Date of Award


Document Type



Transposable elements (TEs) are sequences that change position within the genome and play an important role in genome expansion. TEs are grouped into two categories based on their transposition mechanism. Class 1 retrotransposons spread via target-primed reverse transcription (RNA to DNA) into different genomic locations. Long interspersed element 1 (L1) is a class 1 retrotransposon that is able to move autonomously, as they encode the protein machinery with an endonuclease and reverse transcriptase activity, to insert themselves back into the genome.
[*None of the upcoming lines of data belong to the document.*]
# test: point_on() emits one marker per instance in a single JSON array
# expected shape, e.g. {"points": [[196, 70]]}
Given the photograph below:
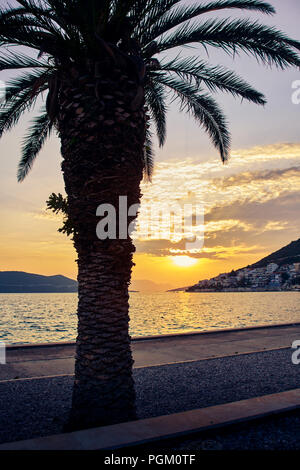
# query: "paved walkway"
{"points": [[58, 359]]}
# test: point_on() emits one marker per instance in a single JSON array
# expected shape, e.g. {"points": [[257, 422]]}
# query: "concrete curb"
{"points": [[190, 361], [162, 427], [162, 337]]}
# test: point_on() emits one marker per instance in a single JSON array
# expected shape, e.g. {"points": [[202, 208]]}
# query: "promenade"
{"points": [[184, 383], [58, 358]]}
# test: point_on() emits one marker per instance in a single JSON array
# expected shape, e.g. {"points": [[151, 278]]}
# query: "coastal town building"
{"points": [[271, 277]]}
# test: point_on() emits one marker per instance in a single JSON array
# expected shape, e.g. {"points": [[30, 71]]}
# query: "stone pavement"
{"points": [[58, 358]]}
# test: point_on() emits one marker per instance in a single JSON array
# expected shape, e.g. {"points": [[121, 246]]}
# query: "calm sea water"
{"points": [[40, 318]]}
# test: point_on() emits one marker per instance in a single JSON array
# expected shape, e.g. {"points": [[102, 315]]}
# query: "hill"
{"points": [[19, 282], [287, 255]]}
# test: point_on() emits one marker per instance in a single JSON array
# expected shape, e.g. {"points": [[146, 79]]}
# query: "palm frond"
{"points": [[37, 134], [148, 156], [205, 111], [177, 16], [266, 43], [20, 61], [155, 99], [21, 94], [214, 77]]}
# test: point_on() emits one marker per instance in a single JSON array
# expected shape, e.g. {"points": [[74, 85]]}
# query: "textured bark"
{"points": [[102, 126]]}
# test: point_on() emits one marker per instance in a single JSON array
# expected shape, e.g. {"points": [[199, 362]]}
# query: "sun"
{"points": [[184, 261]]}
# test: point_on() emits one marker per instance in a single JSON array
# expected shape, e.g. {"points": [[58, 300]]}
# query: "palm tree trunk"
{"points": [[102, 129]]}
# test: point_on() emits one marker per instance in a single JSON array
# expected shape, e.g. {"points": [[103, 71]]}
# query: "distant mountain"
{"points": [[19, 282], [144, 285], [287, 255]]}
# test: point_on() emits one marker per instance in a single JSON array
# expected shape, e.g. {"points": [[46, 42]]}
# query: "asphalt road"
{"points": [[38, 407]]}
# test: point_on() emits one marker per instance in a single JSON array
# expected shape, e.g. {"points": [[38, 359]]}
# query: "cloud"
{"points": [[250, 204]]}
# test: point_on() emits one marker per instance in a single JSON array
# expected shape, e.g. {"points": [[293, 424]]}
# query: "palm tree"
{"points": [[103, 66]]}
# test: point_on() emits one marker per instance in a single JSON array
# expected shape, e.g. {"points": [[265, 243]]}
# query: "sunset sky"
{"points": [[251, 204]]}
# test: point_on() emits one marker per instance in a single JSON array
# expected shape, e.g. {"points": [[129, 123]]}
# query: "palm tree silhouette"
{"points": [[103, 66]]}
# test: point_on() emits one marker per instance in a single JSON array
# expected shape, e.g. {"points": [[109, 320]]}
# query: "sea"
{"points": [[42, 318]]}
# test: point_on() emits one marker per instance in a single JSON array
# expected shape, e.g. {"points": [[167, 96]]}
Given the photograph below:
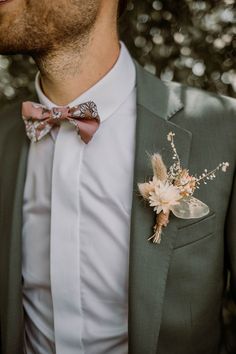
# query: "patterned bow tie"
{"points": [[39, 120]]}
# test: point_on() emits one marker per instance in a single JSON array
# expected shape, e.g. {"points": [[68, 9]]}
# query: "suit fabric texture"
{"points": [[177, 288]]}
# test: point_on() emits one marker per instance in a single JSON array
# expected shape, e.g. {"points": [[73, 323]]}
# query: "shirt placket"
{"points": [[65, 242]]}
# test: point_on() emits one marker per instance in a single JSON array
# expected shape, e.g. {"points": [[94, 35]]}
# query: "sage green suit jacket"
{"points": [[176, 289]]}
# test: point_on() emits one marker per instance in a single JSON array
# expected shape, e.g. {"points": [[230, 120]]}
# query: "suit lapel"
{"points": [[149, 263]]}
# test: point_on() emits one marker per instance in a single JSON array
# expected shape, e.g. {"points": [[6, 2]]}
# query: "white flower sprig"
{"points": [[172, 190]]}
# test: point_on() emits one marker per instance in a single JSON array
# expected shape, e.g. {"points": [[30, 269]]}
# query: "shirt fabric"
{"points": [[76, 225]]}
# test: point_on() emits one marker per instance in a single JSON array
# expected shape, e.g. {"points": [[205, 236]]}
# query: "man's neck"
{"points": [[68, 72]]}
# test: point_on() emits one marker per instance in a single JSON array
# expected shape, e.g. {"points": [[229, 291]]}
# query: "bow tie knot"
{"points": [[39, 120]]}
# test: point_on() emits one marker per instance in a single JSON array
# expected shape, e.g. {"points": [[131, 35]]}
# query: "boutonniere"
{"points": [[171, 190]]}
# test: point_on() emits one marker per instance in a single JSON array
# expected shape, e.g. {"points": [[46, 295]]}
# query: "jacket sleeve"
{"points": [[230, 303]]}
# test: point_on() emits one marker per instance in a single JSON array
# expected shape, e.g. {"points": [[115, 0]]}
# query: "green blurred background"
{"points": [[192, 42]]}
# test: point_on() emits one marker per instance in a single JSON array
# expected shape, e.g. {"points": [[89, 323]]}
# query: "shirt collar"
{"points": [[109, 92]]}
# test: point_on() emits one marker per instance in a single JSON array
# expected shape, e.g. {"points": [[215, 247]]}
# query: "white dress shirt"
{"points": [[76, 213]]}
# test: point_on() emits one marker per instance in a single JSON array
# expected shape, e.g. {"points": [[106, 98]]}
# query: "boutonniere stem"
{"points": [[171, 190]]}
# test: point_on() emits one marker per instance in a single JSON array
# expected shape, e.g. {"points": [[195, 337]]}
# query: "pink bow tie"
{"points": [[39, 120]]}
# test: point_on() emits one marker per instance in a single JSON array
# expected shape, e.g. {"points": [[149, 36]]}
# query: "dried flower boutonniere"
{"points": [[172, 190]]}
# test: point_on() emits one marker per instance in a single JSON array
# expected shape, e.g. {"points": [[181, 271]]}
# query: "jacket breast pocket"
{"points": [[195, 230]]}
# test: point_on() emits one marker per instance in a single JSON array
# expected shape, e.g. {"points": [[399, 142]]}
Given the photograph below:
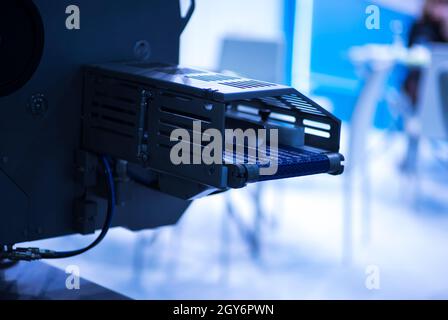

L1s were the focus of this study, because they are implicated in creating alternate poly(A) sites in genes. We analyzed 778,128 isoforms produced from 12 samples of long-read RNA (PacBio HiFi) sequencing data to investigate if L1s introduce polyadenylation sites. Isoforms were filtered based on L1 location within the isoforms’ 3’UTR, resulting in roughly 3,000 isoforms, spread across 757 genes. L1 subfamilies have arisen throughout evolutionary history due to species-specific substitutions. The L1 subfamilies in the dataset are mostly mammalian specific, while only 43 contain primate specific L1s. The majority of the L1s studied were classified as L1M5 (329), L1ME4b (165), L1MB7 (105), and L1ME4c (105). These L1s contain canonical and noncanonical polyadenylation signals within their 3’UTRs. Alternatively polyadenylated mRNA variants, generated from the same gene, are likely bound by different combinations of trans-acting factors that can affect mRNA localization, translation, stability, and decay. Understanding the roles of L1s in alternative polyadenylation will shed light on the impact of TEs on processing efficiency of gene expression.